Israel was directed to erect large field stones once they crossed the Jordan, and to inscribe on them the words of the covenant law Moses had taught them. They were to carry the stones onto Mount Ebal and build an altar there with them, then make a sacrifice to God for sin on the altar. But no iron tool was to be used to construct the altar; the stones were to remain uncut and in their natural state.

 After Moses had listed the blessings and curses that would follow Israel’s response to obey the Covenant Law in the Promised Land, he called on heaven and earth to be witnesses to his words. Moses later taught them a sacred song that began with his calling on heaven and earth to bear witness to the truth of its words and the covenant relationship between God and his people.

 

Comments

*   Nature plays a prominent role in God’s plans of redemption for humankind despite the fact that nature itself waits for its own redemption from the effects of The Fall described in Genesis (Romans 8:19-22). The fates of man and nature are thus integrally bound together, although as a free moral agent man is responsible for his sin whereas nature cannot sin. Moreover, the Bible depicts nature as suffering or benefiting in accordance with man’s moral choices. (That relationship is so very apparent today with pollution and global warming.) The Israelites were told that if the nation would live in accordance with their covenant agreement with God, the natural world they inhabited would flourish in response. On the other hand, if Israel fell away from their covenant relationship with God, nature would suffer alongside them as drought and warfare ensued as punishment.

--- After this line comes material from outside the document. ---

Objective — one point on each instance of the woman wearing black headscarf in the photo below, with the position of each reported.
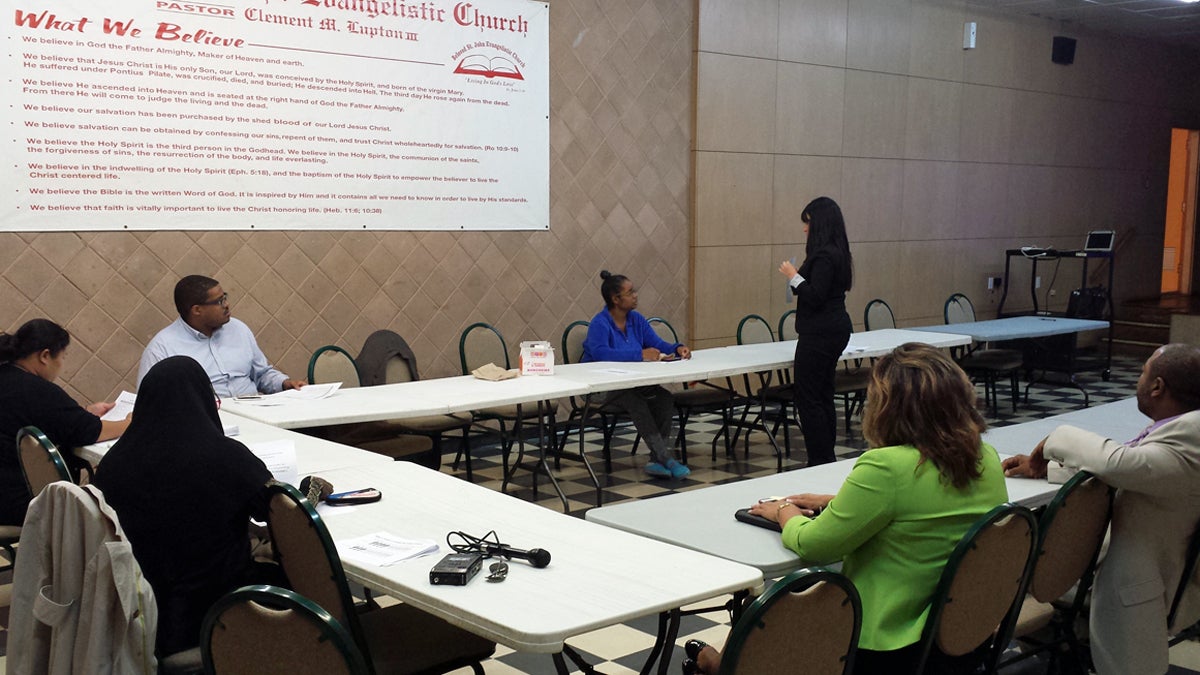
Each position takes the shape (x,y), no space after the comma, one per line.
(822,324)
(185,494)
(30,360)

*   Nature, despite its state as a fallen participant in God’s plans of redemption, retains the “goodness” it reflected at Creation when God looked upon it and declared it so (Gen. 1:31). It therefore is enlisted by Moses (and God himself in other scriptures) as a legitimate and independent witness that the covenant relationship between God and Israel would henceforth be in full effect. Israel would be morally responsible for upholding its side of the covenant and the whole of Creation was called upon to legitimize the fact that there would be dire consequences if they did not.

*   The pattern of calling on a third party to witness an oath is still very commonly used today, as when a notary public must witness and sign an official document. But in the ancient Near Eastern world, secular “Suzerainty” treaties commonly called upon the gods of the two parties as witnesses that a covenant oath was being instituted. In that God himself was already an independent party to the covenant with Israel, Moses appealed to nature (heaven and earth) to fulfill the role of the sacred third party witness.

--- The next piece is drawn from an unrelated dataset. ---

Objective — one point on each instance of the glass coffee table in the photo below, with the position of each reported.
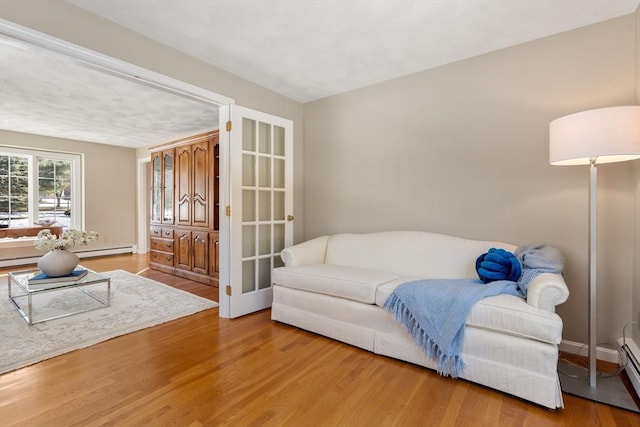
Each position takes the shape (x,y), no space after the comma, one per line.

*   It is significant that the stones chosen to inscribe the words of the covenant were to be undressed fieldstones. The fact that they were not dressed stones—those shaped by human tools—meant that they retained the sacred goodness they had received at Creation. The stones thus represented an independent medium to display the covenant agreement between God and the nation of Israel. Elsewhere the Bible connects nature in its wild and original state with the person and purposes of God. From the Garden of Eden to the New Heavens and New Earth described in Revelation, nature is presented as having an inherently sacred dimension precisely because it reflects the glory of God. There is a fine but extremely significant line between recognizing the sacred goodness reflected in nature and worshipping nature itself in one form or another. The latter is, of course, idolatry and the very thing Moses so adamantly warned Israel against. In that regard, it is interesting that Moses called on nature in the form of heaven and earth to witness the covenant agreement that Israel was ratifying, a covenant that stipulated that they would never worship nature, or any other idol.